Между группами пленных, лежавших под деревьями, то и дело появлялись новые русские солдаты, которые, не нагибаясь, оттаскивали крючьями умерших, не обращая внимания на то, что во многих из них ещё теплилась искра жизни. Они думали, что в плену и во время войны иначе и быть не должно, а когда замечали, что кое-кто ещё пытается открыть глаза, чтобы посмотреть на мир, который люди превратили в мир пыток, его успокаивали: «Ничего! Все равно сдохнешь, как собака!»
После шести часов цепь русских солдат начала отделять часть пленных. Они будили их, толкали винтовками, били плётками, сгоняли в кучу:
— Ну, подымайся, пойдём на работу!
Киев укреплялся, вокруг рыли окопы, ставились проволочные заграждения — все это делалось руками умирающих австрийцев. Славянская Россия, так же, как и пангерманская Австрия и Германия, не выражала желания кормить даром этот избегавший войны и сдававшийся в плен элемент и не оставляла их умирать от истощения на соломе, когда представлялась возможность героически умереть от бомбы, брошенной с аэроплана. Солдаты считали пленных, отстраняя тех, которые уже не могли держаться от слабости, и заменяя их более сильными, стоявшими вне оцепленной черты. Потом очистили дорогу к котлам и сказали:
— Ну, вперёд, ребята! Получайте завтрак и хлеб и айда на работу!
Из отобранных военнопленных солдаты поставили возле котлов десятки и раздавали им миски. Потом с другой стороны приехало несколько возов, и русские солдаты начали складывать с них огромные караваи чёрного хлеба. Лагерь оживился. Тесто синей грязи начало густеть, стягиваясь к кухне. Пленные плотно стали друг к другу, тело к телу, слитые в одно, как лава.
У котла русский фельдфебель дал первой десятке каравай хлеба, повар открыл котёл и, мешая похлёбку, наливал её ковшом в миску. По лесу пронёсся слабый запах жареного лука, который так спрессовал людей друг к другу, что между ними нельзя было бы протянуть и нитку.
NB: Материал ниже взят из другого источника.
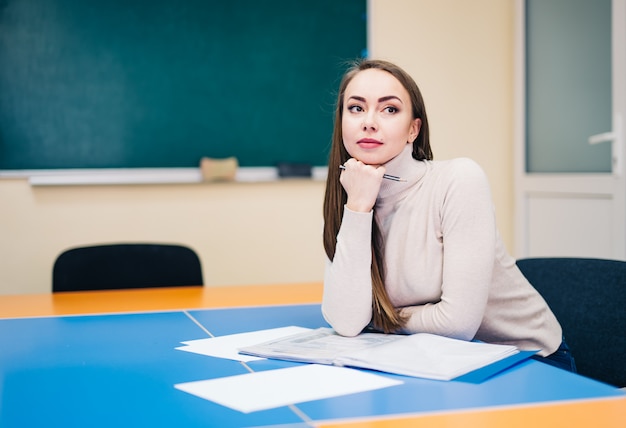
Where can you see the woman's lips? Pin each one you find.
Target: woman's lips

Все устремлялось к котлам и к возам с хлебом, глаза горели, ноздри трепетали, ловя запах жареного сала.
Кордон солдат, отделявший отобранных на работу пленных от остальных, усилился пришедшим на помощь отрядом, и тем не менее подавался под напором оставшихся плечных. Русские солдаты в первом ряду, взявшись друг за друга, образовали цепь. Другой ряд за ними отгонял пленных прикладами винтовок.
Первый десяток уже ел, другой делил хлеб, а толпа, стоявшая за ними, волновалась; она давила к кухне стихийной силой, такой силой, какой вулканический взрыв поднимает острова со дна моря, и неудержимо стремилась к котлам.
Вот она прорвала цепь, сбила русских солдат с ног; за ними пришла очередь и тех пленных, которые должны были получить пищу и отправиться на работу.
Никто не выражал неудовольствия, никто не кричал, все слилось в глухой зловещий гул, который обычно слышится при приближении бури. А затем все это бросилось на котлы и на хлеб. Караваи хлеба понеслись над головами и ещё в воздухе были разрываемы на мелкие крошки тысячами судорожных пальцев. Ковш, едва очутившись у голодного рта, моментально вырывался другими, обжигая горячей похлёбкой лицо того, кто им обладал до этого.
На тревогу прибежала рота русских солдат и бросилась в штыки. Но никто не дрогнул, никто не уступал перед остриём стали, и солдаты вынуждены были отступить назад. Прапорщик, командовавший ими, приказал зарядить винтовки и выстрелить в воздух. Залп потряс верхушки сосен, пули сбили несколько веток, но никто этого не слышал, никто не обратил на это внимания. Голодные дрались по- прежнему.